A few weeks ago, I learned a new phrase from the TV show So You Think You Can Dance. One of the judges called Kent Boyd's expression while performing, "hungry jazz face."
The judges' criticisms stemmed from their belief that Kent was too busy playing to the audience and not demonstrating authenticity in his performance.
Nigel Lythgoe said, "You are starting to become a little fake in your performance...you have a magical quality and you love playing to the audience, but if you start faking your performance, that will get you into trouble with the viewers. Please be careful, and don't lose yourself in the adoration of the audience."
Here's the "hungry jazz face," and the performance the judges were referring to.
(Problems with first video? Watch it here.)
Now watch his performance in week 6, below. No hungry jazz face here. Kent has paid attention to the judges' advice, has watched himself back on video (as they all do each week), and has completely immersed himself in the performance, the character, and his relationship to his partner.
(Problems with second video? Watch it here.)
You might say that the two dances were different styles and therefore it was appropriate for him to be less connected to his partner in the first one. You might also say that, as speakers, we don't have a partner and it's ALL about the audience. So what's wrong with playing to the audience?
When we speak, the audience is indeed our partner. As a speaker, you are in a unique position where you are performing for your audience while also partnering with them.
On the one hand, you must always be "on" for your audience. This means that, no matter what is going on with you internally, physically, mentally, your external demeanor is all for them. You smile, you interact, you engage them, you keep their attention, you entertain. I don't care if you've got a temperature of 102 -- if you've committed to be there, you perform and you bring energy and enthusiasm to the room or you suffer the consequences.
On the other hand, you are also in an authentic relationship with them. You must bring your own emotion to the presentation in order to stimulate theirs, and you must be real with them, or they will disconnect from you.
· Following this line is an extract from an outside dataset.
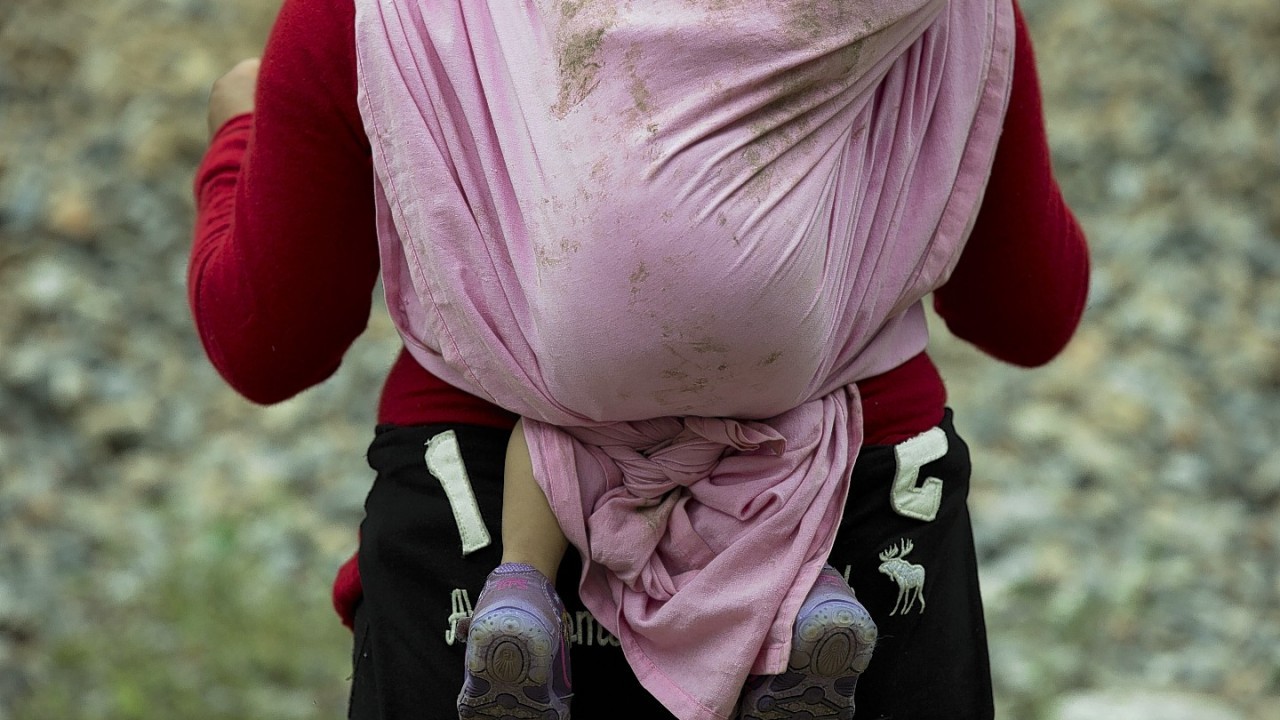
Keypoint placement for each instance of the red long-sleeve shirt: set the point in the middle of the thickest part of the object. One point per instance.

You must read them and understand where they're coming from. How are they reacting to you? Are you getting through? Are you reaching them? You won't make this connection if you are not authentic and heartfelt.
What concerns the judges in Kent's first performance is that it's all entertainment and not enough engagement. He brings the energy but not the presence. He's more concerned with being liked by the audience than with making a real impact.
In the second dance number, you see that he's got the energy, the presence, and the authenticity and, while this number is not about his relationship with the audience, the audience cannot look away. The audience cannot disconnect, because his performance is so real.
How can you be more real for your audiences?
How can you stop focusing on their adoration and instead offer true inspiration?